You might notice the occasional gap in those state lines. To reduce the visual complexity of where the Appalachian Trail crosses over state lines, I made a buffer of the trail and used it to mask the state layer (appearance > masking).
The topography is a somewhat muted reference for the terrain along the trail. I started out with contour lines, but I find often contour lines a bit more complex than is necessary. In this map, hillshade seemed to do a good job of indicating the terrain of the journey without overwhelming the map (or its owner). I gave the hillshade image service a color gradient of opaque in the shadows to transparent in the highlights. Has a nice clean appearance to it. Monochrome!
I tried to be pretty stingy with what content made it into the map. But if I’m hiking the AT and journaling along the way, I’m certainly going to want to know where parkland and forestland is. These areas were given a very faint fill and inner boundary gradient.
Lastly, and certainly not leastly, is the trail itself. And official active shelters. All these symbols used the same steel blue, of course, but I gave them a slight blur effect to try to replicate the bleed of printed ink on paper. They are composed of stacks of duplicated semi-transparent symbols, each slightly thicker than the other.
Scale or Distance Reference
Using the “Generate Tessallation” tool, as I am wont to do, I created a grid of 25 square-mile cells on the map. This means I get a line every five miles. That seems like a handy reference for a hiking map of this scale. And it means we don’t have to make a lame scalebar.
Believe me, it was weird not to choose a hexagonal option.
Anyway, here it is on the map…
One of the more charming things about the Field Notes notebooks is their “dot-graph” option for gridded paper. Graph paper is wonderful, but the full length of the grid lines aren’t generally necessary. A reference grid constructed of dots at the grid intersections is just as effective and greatly reduces visual noise.

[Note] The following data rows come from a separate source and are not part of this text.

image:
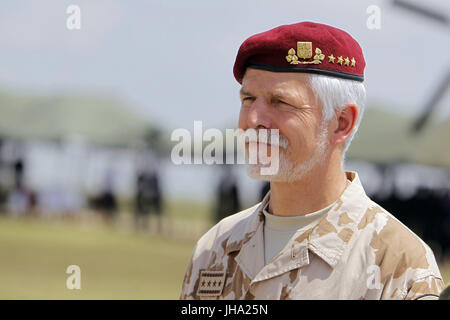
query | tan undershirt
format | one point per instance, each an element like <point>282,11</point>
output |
<point>279,230</point>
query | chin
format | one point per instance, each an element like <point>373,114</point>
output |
<point>288,170</point>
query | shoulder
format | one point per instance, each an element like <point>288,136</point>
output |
<point>398,251</point>
<point>236,224</point>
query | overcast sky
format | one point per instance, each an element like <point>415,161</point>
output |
<point>172,60</point>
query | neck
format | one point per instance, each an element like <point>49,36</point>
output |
<point>316,190</point>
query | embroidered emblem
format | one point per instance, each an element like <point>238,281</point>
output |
<point>304,51</point>
<point>211,283</point>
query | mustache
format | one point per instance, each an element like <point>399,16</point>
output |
<point>266,137</point>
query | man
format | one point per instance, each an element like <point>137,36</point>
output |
<point>315,235</point>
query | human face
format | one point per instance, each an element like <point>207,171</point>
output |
<point>284,101</point>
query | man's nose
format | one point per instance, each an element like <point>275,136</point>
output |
<point>259,115</point>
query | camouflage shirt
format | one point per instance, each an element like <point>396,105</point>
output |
<point>357,250</point>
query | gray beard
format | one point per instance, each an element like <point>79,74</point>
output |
<point>289,171</point>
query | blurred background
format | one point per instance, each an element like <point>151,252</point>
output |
<point>86,117</point>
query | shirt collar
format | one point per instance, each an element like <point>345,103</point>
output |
<point>327,239</point>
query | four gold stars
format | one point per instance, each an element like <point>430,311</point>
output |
<point>331,58</point>
<point>342,61</point>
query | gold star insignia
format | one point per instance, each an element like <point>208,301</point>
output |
<point>331,58</point>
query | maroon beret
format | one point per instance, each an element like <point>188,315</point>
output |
<point>302,47</point>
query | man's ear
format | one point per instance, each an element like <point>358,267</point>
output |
<point>346,121</point>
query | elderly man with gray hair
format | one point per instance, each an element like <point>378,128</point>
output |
<point>316,234</point>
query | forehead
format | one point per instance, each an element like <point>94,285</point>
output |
<point>281,83</point>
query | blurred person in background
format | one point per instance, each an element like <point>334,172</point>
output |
<point>147,200</point>
<point>316,234</point>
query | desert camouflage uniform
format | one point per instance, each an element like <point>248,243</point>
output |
<point>357,251</point>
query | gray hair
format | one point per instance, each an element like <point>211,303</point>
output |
<point>335,93</point>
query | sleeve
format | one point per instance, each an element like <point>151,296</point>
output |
<point>187,286</point>
<point>428,288</point>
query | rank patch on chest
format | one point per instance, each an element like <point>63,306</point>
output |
<point>211,283</point>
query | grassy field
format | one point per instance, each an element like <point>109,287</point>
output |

This map needs a dot grid. So I ran the “Feature-to-Point” tool to drop a dot in the middle of each cell, instead.
Wayyyyy better. Dot grids rule. And it was a fun opportunity to add a little note on distances on the back cover.
Since the idea is that this is a tall fold-out map, the imaginary map user/hiker would fold the map to their current location. So a small reference should be added to each page view. In a separate map in the Pro project I generalized the line, and added six instances of it to the layout, positioning each appropriately. Then I drew a rectangle (insert > rectangle) over each page’s extent.
All text in this map, including the cover, is Futura. Futura is just such a crisp authoritative font. You can almost read it in the fast nasaly tone of a tobacco stained 1940s government public announcement film. Field Notes uses Futura in almost all of their notebooks. Just a good look. Makes me want to wear wool pants and leather oxford boots.
Huh. One of the labels just told me there’s a place called “Beartown State Forest.” I’ll have to tell my son Bear about that. He’d be a celebrity there.
Ok ok, clearly this map is not North-is-up. It is rotated geographically to conform the long (and conveniently rather straight) trail line to an optimal print dimension to maximize detail. So an indication of north is a more important consideration that I normally have to weigh. This makes two maps in a row where I’ve needed a north arrow. What’s happening to me??
I drew a north arrow in Adobe and gave it a nice grainy inky print bleed, so it looks like it belongs. To add a home-spun north arrow image in Pro, go to the Insert menu and choose north arrow, then drop it where you want. Double-click to open its properties and swap out the graphic for a picture marker, then navigate to the image file.
I put one at the top of the map and one at the bottom of the map, so it would be initially apparent for hikers starting at either end. Did you know that most through-hikers go from south to north?